Um dos conceitos chave para a discussão de identidade dentro desta perspectiva multicultural é o de hibridização ou hibridismo. O conceito argumenta que “a construção da identidade implica em que as múltiplas camadas que a perfazem a tornem híbrida, isto é, formada na multiplicidade de marcas, construídas nos choques e entrechoques culturais”. (CANEN, 2012, p, 239)

Ainda discutindo sobre identidade, Canen (2012) propõe três níveis pelos quais as identidades podem ser trabalhadas, inclusive no ambiente escolar: identidade individual, coletiva e organizacional. A primeira visualiza as hibridizações presentes nas formas pelas quais as identidades são produzidas nos indivíduos. Na segunda, a mesma autora fala de uma suspensão “temporária” na construção identitária que é realizada em prol de algum marcador mestre que confere o sentimento de pertencimento das identidades e dos grupos coletivos específicos, de modo a garantir seus direitos à representação nos espaços sociais e culturais. Em relação a identidade organizacional, podemos compreender que ela se caracteriza pela articulação com a pluralidade cultural, étnica, racial e outras dos sujeitos pertencentes a tal local, na busca de um clima institucional positivo.

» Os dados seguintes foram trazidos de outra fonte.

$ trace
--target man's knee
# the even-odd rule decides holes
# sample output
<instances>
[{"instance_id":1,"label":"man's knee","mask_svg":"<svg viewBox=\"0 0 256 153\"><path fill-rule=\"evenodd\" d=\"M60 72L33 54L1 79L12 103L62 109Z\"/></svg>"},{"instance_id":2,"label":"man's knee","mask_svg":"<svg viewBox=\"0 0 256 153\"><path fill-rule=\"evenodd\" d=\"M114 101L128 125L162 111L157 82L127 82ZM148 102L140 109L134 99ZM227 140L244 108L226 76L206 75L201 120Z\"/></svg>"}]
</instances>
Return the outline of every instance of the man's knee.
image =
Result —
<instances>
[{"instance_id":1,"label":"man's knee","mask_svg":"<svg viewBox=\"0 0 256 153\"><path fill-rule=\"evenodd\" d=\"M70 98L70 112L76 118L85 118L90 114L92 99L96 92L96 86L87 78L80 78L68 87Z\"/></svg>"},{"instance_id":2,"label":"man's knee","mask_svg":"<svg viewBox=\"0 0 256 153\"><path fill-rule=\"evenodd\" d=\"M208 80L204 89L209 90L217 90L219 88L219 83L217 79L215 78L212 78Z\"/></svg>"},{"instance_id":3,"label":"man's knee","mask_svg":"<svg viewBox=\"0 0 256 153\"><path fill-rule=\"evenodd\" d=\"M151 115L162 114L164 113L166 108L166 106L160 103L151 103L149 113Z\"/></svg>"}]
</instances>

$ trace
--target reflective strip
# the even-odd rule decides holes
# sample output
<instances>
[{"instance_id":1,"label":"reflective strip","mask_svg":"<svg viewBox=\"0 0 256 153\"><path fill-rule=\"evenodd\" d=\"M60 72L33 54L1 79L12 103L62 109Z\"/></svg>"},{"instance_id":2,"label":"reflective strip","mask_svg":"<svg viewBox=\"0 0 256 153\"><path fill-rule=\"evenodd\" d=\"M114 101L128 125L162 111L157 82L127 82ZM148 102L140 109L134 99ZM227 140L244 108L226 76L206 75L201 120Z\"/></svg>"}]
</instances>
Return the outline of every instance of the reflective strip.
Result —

Portanto, acredito que a perspectiva pós-colonial possa ser um caminho de contribuição para o desafio à essencialização da categoria identidade, pois ela possui um caráter provisório de algo em construção, uma visão que possibilita vias didática- pedagógicas para os docentes darem caminhos efetivos para as hibridizações culturais presentes nas construções identitárias que encontrarão em suas práticas pedagógicas, desafiando discursos que constroem preconceituosamente a identidade do outro.

Além das perspectivas citadas, os nomes dados ao termo multiculturalismo também sofrem embates. Alguns autores apontam que o melhor nome a ser dado é o interculturalismo. Canen (2012) nos mostra que estes autores acreditam que o prefixo “inter” apresenta uma visão de culturas em relação, afirmando que o termo multiculturalismo apenas informa que a sociedade é composta por múltiplas culturas, não colocando em destaque as relações de conflitos advindas das interações entre as

111 culturas.

No entanto, nesta pesquisa, escolhemos o termo multiculturalismo, pois acreditamos que ele envolve um posicionamento claro a favor da luta contra a opressão e a discriminação a que certos grupos ditos minoritários têm, historicamente, sido submetidos por grupos mais privilegiados, além disso, envolve estudos, pesquisas e ações politicamente comprometidas.

Canen (2012) aponta que o multiculturalismo lida com o múltiplo, com o diverso e o plural, encarando as identidades plurais como a base da constituição das sociedades, sejam elas pluralidades de raças, gêneros, religiões, saberes, culturas, linguagens e outras. Assim, esta pesquisa engloba o multiculturalismo na educação, trazendo para discussão uma preocupação com o discente e com o docente e com as ações pedagógicas, pois entendemos que somos construídos socialmente, sob redes de poder, configurados pelos significados diversificados que nos rodeiam, pelas múltiplas culturas que nos atravessam e se os sentidos que estão a nossa volta são construções, eles podem ser refeitos ou reinventados, possibilitando as experiências de outros modos de ser, pensar e desejar.